When Cambridge Railway Station opened in the 1840s, it brought a new era of industry to the city. Since then, the historic land and buildings surrounding Cambridge Railway Station have witnessed extraordinary change.
But the demise of local enterprises such as the flour mill meant, in recent years, the area had become neglected. Today, its transformation from an unused, derelict site to a prosperous community is almost complete. CB1 is an attractive gateway to Cambridge, a hub for businesses and an appealing place to live, stay, shop and eat.
But we’re not quite finished yet, so here’s the story so far:
1845 – 2001
Cambridge Station, which opened in 1845, had its heyday as a goods yard when Foster’s Mill was built in 1896. Later owned by Spillers Ltd, and eventually Rank Hovis, the site was vacated for development in 2001.
The site was purchased and cleared for demolition. The CB1 development plan aimed to retain the Mill almost in its entirety, but a fire destroyed a significant part of the building. The development was redesigned to accommodate the remaining part of the building, conserving as many features as possible.
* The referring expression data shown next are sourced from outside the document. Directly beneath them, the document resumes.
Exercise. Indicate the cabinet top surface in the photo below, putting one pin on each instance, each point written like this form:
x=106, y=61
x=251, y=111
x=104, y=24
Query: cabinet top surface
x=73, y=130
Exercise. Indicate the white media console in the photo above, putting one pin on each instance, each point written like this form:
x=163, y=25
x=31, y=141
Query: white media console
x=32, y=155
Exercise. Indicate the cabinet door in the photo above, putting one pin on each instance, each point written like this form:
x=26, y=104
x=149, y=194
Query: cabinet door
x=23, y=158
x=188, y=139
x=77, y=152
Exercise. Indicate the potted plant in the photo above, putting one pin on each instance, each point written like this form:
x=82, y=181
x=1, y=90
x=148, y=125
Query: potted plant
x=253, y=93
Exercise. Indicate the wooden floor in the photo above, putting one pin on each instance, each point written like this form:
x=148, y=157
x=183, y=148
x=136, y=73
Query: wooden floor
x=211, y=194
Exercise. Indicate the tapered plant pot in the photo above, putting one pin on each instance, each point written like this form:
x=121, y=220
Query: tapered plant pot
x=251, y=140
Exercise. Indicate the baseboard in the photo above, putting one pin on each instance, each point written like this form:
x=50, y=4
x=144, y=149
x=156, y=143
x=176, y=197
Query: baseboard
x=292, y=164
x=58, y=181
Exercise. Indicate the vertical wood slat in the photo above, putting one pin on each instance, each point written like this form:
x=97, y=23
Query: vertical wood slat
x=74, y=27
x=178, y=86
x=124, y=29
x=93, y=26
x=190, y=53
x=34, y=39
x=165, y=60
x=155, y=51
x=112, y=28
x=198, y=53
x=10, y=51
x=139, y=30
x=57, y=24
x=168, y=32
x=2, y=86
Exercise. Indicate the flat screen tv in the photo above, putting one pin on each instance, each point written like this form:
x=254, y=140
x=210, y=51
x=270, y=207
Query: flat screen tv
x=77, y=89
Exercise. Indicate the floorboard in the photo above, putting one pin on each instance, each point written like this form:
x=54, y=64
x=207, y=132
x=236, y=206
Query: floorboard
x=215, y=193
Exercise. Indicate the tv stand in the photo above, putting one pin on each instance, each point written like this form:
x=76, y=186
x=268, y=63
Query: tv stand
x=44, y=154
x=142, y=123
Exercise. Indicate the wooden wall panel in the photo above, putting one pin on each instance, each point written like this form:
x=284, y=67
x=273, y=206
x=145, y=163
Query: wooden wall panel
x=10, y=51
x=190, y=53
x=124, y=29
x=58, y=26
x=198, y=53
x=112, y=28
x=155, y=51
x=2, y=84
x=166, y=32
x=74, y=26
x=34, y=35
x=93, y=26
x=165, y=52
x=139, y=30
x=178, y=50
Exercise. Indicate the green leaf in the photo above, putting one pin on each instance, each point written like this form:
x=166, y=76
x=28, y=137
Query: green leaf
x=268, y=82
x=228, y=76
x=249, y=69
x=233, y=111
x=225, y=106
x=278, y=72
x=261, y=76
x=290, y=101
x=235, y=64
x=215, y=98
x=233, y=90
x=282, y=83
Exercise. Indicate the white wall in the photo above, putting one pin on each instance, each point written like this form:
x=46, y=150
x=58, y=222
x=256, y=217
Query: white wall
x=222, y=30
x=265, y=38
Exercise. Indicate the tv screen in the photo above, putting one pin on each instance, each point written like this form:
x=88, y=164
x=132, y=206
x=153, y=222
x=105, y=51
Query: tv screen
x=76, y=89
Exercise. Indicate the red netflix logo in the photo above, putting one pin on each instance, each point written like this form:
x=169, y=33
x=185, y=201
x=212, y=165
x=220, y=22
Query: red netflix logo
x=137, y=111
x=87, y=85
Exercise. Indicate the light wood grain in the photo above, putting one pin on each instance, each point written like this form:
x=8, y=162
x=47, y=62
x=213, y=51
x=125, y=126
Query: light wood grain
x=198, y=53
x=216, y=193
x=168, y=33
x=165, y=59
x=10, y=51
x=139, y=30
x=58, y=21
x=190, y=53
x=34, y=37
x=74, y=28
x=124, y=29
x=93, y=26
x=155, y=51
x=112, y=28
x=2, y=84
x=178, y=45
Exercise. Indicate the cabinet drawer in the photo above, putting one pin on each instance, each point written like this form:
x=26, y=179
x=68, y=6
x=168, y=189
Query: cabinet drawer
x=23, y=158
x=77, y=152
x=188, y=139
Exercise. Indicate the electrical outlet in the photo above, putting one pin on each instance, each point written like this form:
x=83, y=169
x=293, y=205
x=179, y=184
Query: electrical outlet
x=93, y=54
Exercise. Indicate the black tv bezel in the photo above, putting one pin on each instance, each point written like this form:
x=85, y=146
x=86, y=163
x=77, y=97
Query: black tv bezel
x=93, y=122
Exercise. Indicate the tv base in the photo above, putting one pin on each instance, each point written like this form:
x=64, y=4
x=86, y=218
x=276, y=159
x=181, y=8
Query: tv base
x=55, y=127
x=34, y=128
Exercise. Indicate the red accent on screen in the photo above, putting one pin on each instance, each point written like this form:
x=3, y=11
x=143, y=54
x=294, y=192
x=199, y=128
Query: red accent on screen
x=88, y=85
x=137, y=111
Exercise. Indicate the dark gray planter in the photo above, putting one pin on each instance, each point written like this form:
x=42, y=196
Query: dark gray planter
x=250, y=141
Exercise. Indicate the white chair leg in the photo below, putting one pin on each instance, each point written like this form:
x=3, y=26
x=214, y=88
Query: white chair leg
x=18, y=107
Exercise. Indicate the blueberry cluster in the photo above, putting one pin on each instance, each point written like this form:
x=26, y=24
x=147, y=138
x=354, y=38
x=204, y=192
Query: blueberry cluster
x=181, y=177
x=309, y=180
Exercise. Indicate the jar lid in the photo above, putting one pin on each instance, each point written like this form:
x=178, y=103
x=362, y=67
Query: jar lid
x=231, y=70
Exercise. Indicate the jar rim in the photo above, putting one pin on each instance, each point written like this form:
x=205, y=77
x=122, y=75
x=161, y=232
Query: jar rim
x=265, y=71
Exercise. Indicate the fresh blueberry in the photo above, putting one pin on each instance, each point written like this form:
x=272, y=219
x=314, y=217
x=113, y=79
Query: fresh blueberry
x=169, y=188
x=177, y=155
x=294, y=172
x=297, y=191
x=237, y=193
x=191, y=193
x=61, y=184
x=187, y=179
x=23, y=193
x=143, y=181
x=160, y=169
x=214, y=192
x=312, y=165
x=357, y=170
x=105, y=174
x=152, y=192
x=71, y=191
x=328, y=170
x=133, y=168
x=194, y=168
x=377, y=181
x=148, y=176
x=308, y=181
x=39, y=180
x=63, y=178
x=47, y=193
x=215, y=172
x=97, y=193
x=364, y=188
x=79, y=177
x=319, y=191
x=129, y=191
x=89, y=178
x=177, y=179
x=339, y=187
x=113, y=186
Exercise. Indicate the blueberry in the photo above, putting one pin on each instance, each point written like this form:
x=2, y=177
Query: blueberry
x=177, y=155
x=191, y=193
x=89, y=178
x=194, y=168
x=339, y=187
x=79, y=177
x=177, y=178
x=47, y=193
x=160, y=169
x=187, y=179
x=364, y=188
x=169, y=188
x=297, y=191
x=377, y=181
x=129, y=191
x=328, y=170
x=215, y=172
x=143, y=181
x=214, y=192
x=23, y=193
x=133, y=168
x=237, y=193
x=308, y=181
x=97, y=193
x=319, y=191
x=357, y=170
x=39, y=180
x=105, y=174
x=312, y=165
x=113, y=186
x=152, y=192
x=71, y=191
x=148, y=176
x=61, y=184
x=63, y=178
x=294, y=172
Anglia Ruskin University students were offered an opportunity to explore the new student accommodation.
Meanwhile, Costa Coffee and The Co-operative Food moved into the retail outlets.
Microsoft Research occupied the first of the office buildings at 21 Station Road. The building boasts many high-tech features including engineered shades and high-performance glass to minimise solar gain. It also contains a state-of-the-art lecture theatre.
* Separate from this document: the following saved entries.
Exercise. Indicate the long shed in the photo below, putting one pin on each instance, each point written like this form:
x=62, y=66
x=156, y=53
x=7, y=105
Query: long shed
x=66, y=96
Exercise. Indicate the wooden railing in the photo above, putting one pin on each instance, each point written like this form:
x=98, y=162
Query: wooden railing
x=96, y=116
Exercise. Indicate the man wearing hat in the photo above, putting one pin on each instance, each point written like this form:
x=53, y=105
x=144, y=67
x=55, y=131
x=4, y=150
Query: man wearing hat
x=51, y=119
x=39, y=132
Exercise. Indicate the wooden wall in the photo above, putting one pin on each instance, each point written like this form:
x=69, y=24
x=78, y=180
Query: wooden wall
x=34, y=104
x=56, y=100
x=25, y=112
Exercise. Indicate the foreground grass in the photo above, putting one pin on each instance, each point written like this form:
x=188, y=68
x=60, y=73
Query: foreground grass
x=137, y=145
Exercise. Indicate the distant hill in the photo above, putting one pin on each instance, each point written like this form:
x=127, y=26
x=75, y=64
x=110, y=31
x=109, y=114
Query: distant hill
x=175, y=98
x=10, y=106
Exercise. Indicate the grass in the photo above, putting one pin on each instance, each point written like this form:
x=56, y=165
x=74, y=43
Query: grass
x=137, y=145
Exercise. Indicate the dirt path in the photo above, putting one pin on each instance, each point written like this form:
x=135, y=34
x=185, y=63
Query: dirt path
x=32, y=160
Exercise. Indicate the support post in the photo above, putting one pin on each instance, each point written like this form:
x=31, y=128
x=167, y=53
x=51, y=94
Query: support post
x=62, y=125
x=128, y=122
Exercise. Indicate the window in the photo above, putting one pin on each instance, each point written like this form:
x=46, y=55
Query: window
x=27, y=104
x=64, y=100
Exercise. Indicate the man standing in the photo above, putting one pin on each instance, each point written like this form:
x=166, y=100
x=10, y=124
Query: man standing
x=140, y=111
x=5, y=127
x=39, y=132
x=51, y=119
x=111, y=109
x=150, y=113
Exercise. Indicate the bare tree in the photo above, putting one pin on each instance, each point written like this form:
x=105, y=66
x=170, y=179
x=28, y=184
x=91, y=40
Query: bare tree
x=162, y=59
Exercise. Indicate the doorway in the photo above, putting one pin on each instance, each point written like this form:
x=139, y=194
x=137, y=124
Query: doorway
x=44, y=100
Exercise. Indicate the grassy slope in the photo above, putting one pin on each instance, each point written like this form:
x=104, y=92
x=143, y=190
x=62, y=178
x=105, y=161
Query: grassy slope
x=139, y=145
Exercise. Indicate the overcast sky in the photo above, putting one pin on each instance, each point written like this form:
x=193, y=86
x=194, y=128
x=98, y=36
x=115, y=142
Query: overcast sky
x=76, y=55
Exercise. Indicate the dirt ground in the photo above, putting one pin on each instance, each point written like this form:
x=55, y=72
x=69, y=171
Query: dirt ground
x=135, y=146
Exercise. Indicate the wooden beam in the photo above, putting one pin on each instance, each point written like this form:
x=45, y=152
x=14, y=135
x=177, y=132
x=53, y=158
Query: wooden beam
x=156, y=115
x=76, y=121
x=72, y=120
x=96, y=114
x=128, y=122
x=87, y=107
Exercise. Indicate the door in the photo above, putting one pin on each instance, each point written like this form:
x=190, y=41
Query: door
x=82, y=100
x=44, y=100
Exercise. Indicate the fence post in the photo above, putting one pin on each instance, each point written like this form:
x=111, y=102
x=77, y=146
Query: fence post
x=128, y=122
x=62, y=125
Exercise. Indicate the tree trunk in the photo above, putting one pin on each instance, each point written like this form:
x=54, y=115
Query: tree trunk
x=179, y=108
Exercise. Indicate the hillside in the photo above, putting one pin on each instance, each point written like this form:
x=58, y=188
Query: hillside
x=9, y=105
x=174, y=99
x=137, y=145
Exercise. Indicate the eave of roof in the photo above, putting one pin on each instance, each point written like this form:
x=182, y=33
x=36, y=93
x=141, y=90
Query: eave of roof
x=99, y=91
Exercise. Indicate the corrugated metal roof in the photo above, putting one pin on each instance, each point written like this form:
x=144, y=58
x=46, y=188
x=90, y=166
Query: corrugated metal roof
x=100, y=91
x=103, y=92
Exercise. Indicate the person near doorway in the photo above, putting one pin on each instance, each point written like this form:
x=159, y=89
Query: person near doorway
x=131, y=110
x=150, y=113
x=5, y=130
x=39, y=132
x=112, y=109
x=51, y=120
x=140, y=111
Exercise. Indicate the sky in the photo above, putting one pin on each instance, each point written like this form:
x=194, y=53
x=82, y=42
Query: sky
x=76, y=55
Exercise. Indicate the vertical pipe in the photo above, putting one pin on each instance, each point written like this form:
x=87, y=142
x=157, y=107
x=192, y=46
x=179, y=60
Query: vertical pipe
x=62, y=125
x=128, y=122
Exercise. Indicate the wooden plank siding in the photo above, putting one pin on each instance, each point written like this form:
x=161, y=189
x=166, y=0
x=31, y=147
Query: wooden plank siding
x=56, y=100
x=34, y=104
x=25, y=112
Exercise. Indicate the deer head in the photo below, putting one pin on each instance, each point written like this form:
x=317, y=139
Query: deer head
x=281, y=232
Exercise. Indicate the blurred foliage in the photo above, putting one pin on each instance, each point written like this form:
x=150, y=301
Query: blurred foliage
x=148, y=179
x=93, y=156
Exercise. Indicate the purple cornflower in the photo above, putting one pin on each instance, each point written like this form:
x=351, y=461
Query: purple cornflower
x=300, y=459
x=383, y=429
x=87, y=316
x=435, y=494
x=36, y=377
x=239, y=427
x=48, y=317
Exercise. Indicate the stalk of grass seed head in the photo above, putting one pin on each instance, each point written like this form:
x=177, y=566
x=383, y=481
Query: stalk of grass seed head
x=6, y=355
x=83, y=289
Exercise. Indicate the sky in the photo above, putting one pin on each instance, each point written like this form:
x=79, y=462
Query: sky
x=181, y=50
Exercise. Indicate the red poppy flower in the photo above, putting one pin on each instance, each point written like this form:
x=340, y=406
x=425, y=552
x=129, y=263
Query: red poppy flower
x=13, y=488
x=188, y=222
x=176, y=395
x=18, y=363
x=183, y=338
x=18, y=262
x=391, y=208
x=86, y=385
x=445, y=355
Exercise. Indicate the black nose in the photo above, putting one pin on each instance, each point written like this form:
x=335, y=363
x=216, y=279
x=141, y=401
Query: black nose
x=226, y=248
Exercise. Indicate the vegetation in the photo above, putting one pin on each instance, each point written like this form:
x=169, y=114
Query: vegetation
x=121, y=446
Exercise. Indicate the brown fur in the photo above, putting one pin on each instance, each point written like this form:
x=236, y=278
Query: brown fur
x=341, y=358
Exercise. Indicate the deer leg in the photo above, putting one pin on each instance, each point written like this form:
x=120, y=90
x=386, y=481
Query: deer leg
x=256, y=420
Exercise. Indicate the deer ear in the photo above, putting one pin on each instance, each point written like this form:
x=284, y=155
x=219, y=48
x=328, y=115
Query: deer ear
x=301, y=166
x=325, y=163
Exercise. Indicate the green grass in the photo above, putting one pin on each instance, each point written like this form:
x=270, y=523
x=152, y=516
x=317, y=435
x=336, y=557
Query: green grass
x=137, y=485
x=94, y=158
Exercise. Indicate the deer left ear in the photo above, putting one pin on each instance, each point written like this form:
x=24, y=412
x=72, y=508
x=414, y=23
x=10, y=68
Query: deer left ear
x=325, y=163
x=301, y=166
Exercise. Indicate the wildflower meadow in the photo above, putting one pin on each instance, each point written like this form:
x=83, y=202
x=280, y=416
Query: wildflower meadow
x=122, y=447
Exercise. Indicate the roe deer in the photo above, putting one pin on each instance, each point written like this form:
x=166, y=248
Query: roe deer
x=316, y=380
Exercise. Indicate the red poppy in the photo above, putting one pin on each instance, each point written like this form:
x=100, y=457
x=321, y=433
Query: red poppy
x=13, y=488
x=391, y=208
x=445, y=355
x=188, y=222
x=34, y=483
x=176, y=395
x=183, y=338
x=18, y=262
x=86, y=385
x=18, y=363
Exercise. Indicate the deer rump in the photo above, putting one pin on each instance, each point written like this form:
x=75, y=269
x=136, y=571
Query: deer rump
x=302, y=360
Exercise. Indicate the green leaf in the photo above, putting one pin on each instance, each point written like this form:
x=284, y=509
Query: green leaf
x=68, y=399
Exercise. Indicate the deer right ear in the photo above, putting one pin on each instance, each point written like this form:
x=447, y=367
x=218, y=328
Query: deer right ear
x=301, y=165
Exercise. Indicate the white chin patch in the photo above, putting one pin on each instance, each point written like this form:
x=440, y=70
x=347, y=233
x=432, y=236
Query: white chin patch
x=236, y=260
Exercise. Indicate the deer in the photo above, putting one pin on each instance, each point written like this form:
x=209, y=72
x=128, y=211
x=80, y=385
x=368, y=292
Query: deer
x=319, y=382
Artist David Ward staged a temporary light installation using the Mill as a backdrop. ‘Foster’s Mill Firmament' was the first project presented as part of the CB1 public art programme.
Shortly after, the building was enclosed in a full-size printed graphic that shrouded the scaffolding and presented an image of the building to be.
2013 – 2014
Four residential pavilion buildings, ‘The Ceres Apartments,’ which comprise 331 units, were built around a terraced ‘pocket’ park.
22 Station Road, a 68,400 square foot, five-floor office building, was fully let within weeks of completion. The building is now home to the likes of engineering company Mott MacDonald and law firm Birketts.
The railway station interior was completely refurbished with a new ticket office and smart ticket gates, but retains the external Victorian facade.
One Station Square, the landmark address of the CB1 development and now home to the likes of Amazon and Deloitte, opened. Meanwhile, a large part of the square itself opened, and the area’s taxi rank and drop-off facilities became operational.